Obama's web sites presented the candidate, garnered feedback, and tried to quash negative whispers. Sites like Facebook served as recruiting grounds to an army of volunteers, who teamed up and mobilized.

Now Obama is taking online feedback on what's next.

The Republicans, by contrast, behaved like former Democrat vice president Al Gore had never invented the internet*.

The Grand Old Party (GOP) delivered claims as if sites like YouTube and Google didn't exist to verify them or put them under the microscope. The GOP gave a platform to people that rallied the base but made the party look out of touch and offensive to the wider audience watching on YouTube - never mind TV. Claims over who supported research into grizzly bear DNA didn't stand up to scrutiny following a quick Googling.

Languishing in defeat and in the midst of recriminations, the GOP has woken up to the internet and has gone Obama by courting the thoughts of ordinary Republicans on what's next. The party has announced Republicanforareason.com where party members can post comments along with YouTube videos on what went wrong and what's next. The goal is to make the party "better prepared for the future," the GOP said in a statement.

Repubilcanforareason.com

Republicanforareason.com opens with Ronald Reagan, "the great communicator"

The party said this updates an earlier Platform web site, launched in the run-up to the 2008 Republican National Convention.

A quick trip through the messages and videos posted to the new site, though, illustrate the party's ideological schizophrenia and challenge it faces in a country that's increasingly diverse, tech savvy, and getting more of its information from a variety of sources.

It also shows how it'll take more than just a web site to fix things.

Among the messages are those who say they've given up on the Republican party because of its negative attacks, over-spending, and corruption under the current president George W. Bush. Some want the party rebuilt, with a younger, forward-looking focus.

"I am a conservative. I am no longer a republican. I believe that under the Bush presidency our constitutional rights were under attack. I believe that the republican party has become the enforcer of big government. It seems to me that the party no longer deserves to call itself republican," one person posted.

Others, meanwhile, are spitting about keeping true to the party's values and calling on those who'd wish to "reach across the aisle" to "shut up."

"Apparently those who want the Republican party to drop their Christian Values should just vote Democratic.
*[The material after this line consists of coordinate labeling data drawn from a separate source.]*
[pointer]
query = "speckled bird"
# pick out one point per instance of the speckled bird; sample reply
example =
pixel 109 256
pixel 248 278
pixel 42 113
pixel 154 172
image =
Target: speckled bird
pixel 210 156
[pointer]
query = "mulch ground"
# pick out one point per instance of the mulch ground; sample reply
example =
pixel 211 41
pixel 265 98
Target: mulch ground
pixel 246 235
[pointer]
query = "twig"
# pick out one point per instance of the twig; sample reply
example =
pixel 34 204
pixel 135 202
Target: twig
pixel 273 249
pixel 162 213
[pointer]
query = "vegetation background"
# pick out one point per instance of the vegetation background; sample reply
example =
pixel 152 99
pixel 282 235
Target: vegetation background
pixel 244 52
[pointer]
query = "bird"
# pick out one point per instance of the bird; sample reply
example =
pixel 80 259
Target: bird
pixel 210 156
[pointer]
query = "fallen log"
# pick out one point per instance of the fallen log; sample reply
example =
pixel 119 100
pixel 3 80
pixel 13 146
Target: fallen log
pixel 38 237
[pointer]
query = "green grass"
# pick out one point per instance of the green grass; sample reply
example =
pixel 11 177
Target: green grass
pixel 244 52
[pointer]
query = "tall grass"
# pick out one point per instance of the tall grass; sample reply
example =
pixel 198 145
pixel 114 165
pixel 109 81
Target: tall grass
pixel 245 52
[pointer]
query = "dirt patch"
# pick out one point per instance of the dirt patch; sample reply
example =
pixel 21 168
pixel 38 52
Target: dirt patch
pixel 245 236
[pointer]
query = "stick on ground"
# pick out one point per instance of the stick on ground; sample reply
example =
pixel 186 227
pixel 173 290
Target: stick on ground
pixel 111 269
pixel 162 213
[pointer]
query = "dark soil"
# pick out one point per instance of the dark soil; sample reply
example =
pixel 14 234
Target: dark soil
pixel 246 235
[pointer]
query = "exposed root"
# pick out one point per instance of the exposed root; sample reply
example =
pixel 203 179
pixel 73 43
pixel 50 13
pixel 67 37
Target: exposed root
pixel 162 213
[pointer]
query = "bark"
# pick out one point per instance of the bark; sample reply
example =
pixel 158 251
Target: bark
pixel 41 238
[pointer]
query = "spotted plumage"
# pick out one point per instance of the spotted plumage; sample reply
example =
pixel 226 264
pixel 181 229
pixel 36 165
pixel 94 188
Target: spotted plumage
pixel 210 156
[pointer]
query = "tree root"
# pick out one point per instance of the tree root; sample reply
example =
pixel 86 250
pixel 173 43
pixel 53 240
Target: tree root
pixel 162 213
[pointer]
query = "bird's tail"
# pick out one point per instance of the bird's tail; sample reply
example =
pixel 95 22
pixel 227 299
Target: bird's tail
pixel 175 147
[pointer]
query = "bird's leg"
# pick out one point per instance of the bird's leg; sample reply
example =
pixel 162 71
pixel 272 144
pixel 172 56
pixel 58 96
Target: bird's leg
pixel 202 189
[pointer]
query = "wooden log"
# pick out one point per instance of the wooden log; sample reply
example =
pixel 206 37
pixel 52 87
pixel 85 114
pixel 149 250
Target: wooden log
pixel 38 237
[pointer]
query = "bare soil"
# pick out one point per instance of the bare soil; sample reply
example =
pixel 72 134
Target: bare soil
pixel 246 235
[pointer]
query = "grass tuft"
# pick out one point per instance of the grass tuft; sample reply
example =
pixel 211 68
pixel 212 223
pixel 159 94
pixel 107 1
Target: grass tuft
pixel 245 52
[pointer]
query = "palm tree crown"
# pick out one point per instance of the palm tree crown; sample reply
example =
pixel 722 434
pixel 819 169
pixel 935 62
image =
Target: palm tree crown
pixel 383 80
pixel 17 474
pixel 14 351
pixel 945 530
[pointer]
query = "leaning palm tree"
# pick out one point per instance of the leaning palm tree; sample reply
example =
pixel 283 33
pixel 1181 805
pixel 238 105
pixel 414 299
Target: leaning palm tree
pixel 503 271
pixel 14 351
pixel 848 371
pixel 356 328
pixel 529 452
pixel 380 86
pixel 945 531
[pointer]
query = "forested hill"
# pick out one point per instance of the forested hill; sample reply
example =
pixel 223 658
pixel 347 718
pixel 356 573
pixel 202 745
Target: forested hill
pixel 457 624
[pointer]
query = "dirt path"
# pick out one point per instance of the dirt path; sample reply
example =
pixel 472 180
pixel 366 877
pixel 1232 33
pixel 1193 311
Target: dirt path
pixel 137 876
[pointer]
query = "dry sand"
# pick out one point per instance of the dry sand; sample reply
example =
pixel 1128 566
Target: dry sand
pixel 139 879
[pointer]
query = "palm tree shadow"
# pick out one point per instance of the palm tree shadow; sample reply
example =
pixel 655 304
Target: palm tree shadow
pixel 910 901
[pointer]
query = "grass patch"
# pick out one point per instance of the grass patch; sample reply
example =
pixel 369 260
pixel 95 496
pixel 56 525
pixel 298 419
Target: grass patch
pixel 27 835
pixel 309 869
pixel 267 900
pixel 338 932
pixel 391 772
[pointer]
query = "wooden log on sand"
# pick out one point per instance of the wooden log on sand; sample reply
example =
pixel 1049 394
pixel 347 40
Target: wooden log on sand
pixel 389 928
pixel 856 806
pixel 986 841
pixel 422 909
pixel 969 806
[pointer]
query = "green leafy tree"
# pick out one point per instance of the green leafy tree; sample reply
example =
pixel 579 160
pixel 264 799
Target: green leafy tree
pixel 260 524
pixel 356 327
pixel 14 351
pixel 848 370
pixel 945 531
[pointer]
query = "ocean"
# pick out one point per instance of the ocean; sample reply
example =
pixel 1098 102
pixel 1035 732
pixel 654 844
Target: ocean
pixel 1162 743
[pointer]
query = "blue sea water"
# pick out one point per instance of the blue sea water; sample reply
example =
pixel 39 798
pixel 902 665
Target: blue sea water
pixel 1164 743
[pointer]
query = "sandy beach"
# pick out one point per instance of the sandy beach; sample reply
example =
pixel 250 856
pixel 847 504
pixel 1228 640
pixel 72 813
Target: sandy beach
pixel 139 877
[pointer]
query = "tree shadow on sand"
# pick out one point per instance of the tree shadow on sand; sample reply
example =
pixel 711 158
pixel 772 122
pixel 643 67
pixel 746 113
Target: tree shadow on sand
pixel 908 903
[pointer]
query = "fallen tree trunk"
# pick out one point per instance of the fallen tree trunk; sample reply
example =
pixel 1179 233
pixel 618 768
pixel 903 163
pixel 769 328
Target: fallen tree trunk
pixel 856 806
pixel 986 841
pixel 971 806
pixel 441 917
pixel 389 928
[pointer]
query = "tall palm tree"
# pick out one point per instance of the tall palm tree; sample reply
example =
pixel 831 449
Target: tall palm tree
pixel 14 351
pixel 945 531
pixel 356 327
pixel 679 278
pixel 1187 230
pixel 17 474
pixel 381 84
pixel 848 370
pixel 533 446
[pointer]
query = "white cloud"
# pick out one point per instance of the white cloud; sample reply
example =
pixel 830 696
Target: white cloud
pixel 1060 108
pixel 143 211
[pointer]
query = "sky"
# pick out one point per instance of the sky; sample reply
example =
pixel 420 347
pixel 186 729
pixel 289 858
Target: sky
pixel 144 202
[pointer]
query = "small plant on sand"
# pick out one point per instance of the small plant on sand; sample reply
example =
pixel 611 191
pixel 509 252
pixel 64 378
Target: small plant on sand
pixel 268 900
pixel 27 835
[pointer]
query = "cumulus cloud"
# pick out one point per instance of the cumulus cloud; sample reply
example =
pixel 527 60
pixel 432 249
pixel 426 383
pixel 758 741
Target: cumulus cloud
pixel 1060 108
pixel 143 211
If we decide to drop Christian Values then we should just elect a Muslim. Or a Black Panther. Women have rights without Abortion," another said.

Worryingly for the party in a country that appears to have shifted away from the brand of national and social conservatism that were the hallmark of Bush, it's the latter comments that are getting the most stars in the users search rankings on Republicanforareason.com.

Also the site is acting as a hub for the kind of old-school attack ads that helped the GOP lose 2008. One YouTube video posted to a section called "the new Democrat majority" compare the new Democrat majority to notorious and bloody dictators from history and gets three stars.

In a fitting testament to the challenge, Republicanforareason.com opens with an inspirational video of former US president Ronald Reagan. Reagan is a Republican whose personality and philosophy some on the right view as the way forward.

Reagan is known as "the great communicator" in certain, admiring circles. Reagan, though, was elected in 1980, in an analogue era before most people had even seen a PC and years before the existence of Windows, never mind the internet that the GOP seems to have overlooked.®

* Yes - we know he didn't really claim that.